The ever-rising demand for data storage and the rise of more cloud-centric services has fueled rapid development of data centers and driven investor interest. But the challenges of operating data centers along with fierce competition for top assets make it a tough market to close deals.
As with other sectors, cap rates and yields continue to compress. Buyers accepted cap rates averaging close to 5 percent in primary markets in early 2020, according to Cushman & Wakefield. In secondary and tertiary markets, buyers accepted cap rates in the mid 7-percent to 8-percent range. That’s down from cap rates over 10 percent a decade ago.
“We expect to see further compression in coming years, as the sector moves closer to maturity and more capital moves in,” Dave Fanning, executive managing director and data center advisory group leader for Cushman & Wakefield. “There is a large amount of capital chasing a handful of available assets, as well as risk exposure due to a lack of diversification within the asset class... Most deals are happening ‘off market.’”
Cushman & Wakefield recently published a global data center market comparison. It found that average data centers are becoming larger and more complex to keep up with the demands from the market. Overall it looked at 1,162 data centers in 38 markets and ranked the top global markets across various metrics.
Prices have risen as more debt and equity investors become willing to invest in data centers and more comfortable with the asset-type. Once viewed as an alternative asset class with some risk (and therefore higher caps), now data centers trade at the same ranges as more traditional commercial real estate property types.
“Capital no longer requires the premium associated with a specialty asset class,” says Michael Hochanadel, senior managing director for JLL Capital Markets, based in San Francisco. “In general, data centers trade tighter than office and retail but not quite as aggressive as industrial and multifamily.”
But good deals are hard to find. A growing number of investors are partnering with experienced operators that can help them understand the complexities of data center properties.
“The lack of transparency and nuance is also what makes data centers so attractive,” says Kristina Metzger, leader of CBRE’s data center capital markets. “There are definitely groups who achieve outsized returns given their knowledge of the space and partnership with experts.”
These operators are often happy to sell partnership interests in their existing properties—they can then recycle the capital into new development, while maintaining operations and management of the existing assets, says Metzger.
Partnerships with proven operators helps investors navigate a complicated, expensive asset class, in which the demand for a property is often decided by unusual factors like the cost of electricity, local infrastructure, sales tax and connectivity.
“The largest barriers to investing are technical understanding of underlying infrastructure and the impact that design, age and connectivity have on investment basis,” says Hochanadel. “Without fully understanding the underlying technology, it is hard to have conviction paying pricing that is three times the basis associated with an alternative re-use.”
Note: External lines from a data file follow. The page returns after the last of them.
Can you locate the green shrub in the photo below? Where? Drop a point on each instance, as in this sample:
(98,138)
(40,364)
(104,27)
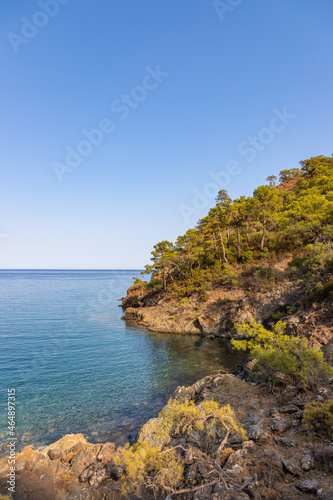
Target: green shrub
(278,352)
(264,273)
(318,417)
(228,276)
(297,262)
(246,256)
(155,283)
(278,316)
(162,469)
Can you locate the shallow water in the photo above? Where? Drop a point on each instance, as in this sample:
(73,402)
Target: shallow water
(77,367)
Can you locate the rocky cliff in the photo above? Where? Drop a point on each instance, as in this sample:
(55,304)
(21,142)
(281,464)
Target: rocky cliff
(278,461)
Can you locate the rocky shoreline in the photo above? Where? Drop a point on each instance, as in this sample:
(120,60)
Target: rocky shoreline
(278,461)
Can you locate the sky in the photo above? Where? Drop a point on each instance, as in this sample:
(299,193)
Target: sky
(120,120)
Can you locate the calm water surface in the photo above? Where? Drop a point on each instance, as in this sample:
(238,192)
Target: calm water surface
(77,367)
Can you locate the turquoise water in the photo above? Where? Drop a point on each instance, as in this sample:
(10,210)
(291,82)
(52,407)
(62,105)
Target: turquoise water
(77,367)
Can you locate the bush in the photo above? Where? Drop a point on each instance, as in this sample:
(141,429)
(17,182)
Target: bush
(163,469)
(277,352)
(246,256)
(297,262)
(318,417)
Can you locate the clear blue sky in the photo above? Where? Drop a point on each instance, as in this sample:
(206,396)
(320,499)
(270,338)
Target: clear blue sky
(226,74)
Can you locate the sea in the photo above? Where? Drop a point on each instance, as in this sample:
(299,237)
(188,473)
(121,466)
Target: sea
(77,367)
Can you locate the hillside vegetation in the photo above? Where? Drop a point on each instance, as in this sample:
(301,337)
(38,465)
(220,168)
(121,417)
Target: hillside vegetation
(237,243)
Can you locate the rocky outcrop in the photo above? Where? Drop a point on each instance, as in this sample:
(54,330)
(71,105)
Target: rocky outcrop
(277,461)
(215,316)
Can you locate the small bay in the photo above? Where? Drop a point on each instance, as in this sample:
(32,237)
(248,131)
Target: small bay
(77,367)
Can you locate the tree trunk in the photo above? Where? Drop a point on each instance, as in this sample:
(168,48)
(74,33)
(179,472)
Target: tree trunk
(164,280)
(263,234)
(238,242)
(247,238)
(216,249)
(223,247)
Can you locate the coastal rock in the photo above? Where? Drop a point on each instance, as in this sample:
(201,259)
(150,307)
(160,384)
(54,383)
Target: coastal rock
(150,433)
(291,467)
(308,485)
(106,453)
(55,453)
(307,461)
(289,408)
(115,471)
(280,425)
(32,461)
(85,457)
The success of publicly-traded REITs focused on the sector has also fueled pricing trends and helped draw in other investor classes. “Lenders are more comfortable with the asset class than several years ago,” says Hochanadel. “Additionally, the underlying demand fundamentals are exceptionally strong.”
“As the asset class is institutionalized and more generally accepted, we are seeing investors of all types,” adds Metzger. That includes traditional private equity players, in addition to institutional investors, infrastructure funds, triple-net-lease investors, and more, says Metzger.
International investors are adding to the bidding wars over properties. “The most significant trend is the emergence of foreign capital, primarily from Asia, the Middle East, Germany and Canada,” says Hochanadel.
In the past, many passive real estate investors built portfolios of data center properties triple-net leased to the companies that use them. “There is more capital chasing these deals than there are available opportunities,” says Hochanadel.
Data centers are also subject to the risk that they technology that makes that properties valuable will change—perhaps suddenly.
“The largest risk is changing technology and the degree to which it may drive obsolescence,” says Hochanadel. “The largest and most obvious example being the emergence of the cloud computing and the growth of the hyperscale cloud providers.”
Up until now, hyperscale providers have been a source of significant data center absorption. “But ultimately they prefer to own their facilities. It is unclear at this point if the Cloud continues to be part of data center demand or if it becomes alternative supply that reduces demand going forward,” says Hochanadel.
Also, many businesses are moving their data into public cloud environments managed by firms like AWS, Microsoft, Google and other public cloud providers.
“More enterprise clients are migrating out of their owned data centers as they adopt more cloud-based applications to scale their business,” says Manning. “Investors looking into the data center market need to assess whether a client is going to maintain tenancy in their data center and for what length of term. Assuming a client will remain in their current data center beyond the current term is a major risk.”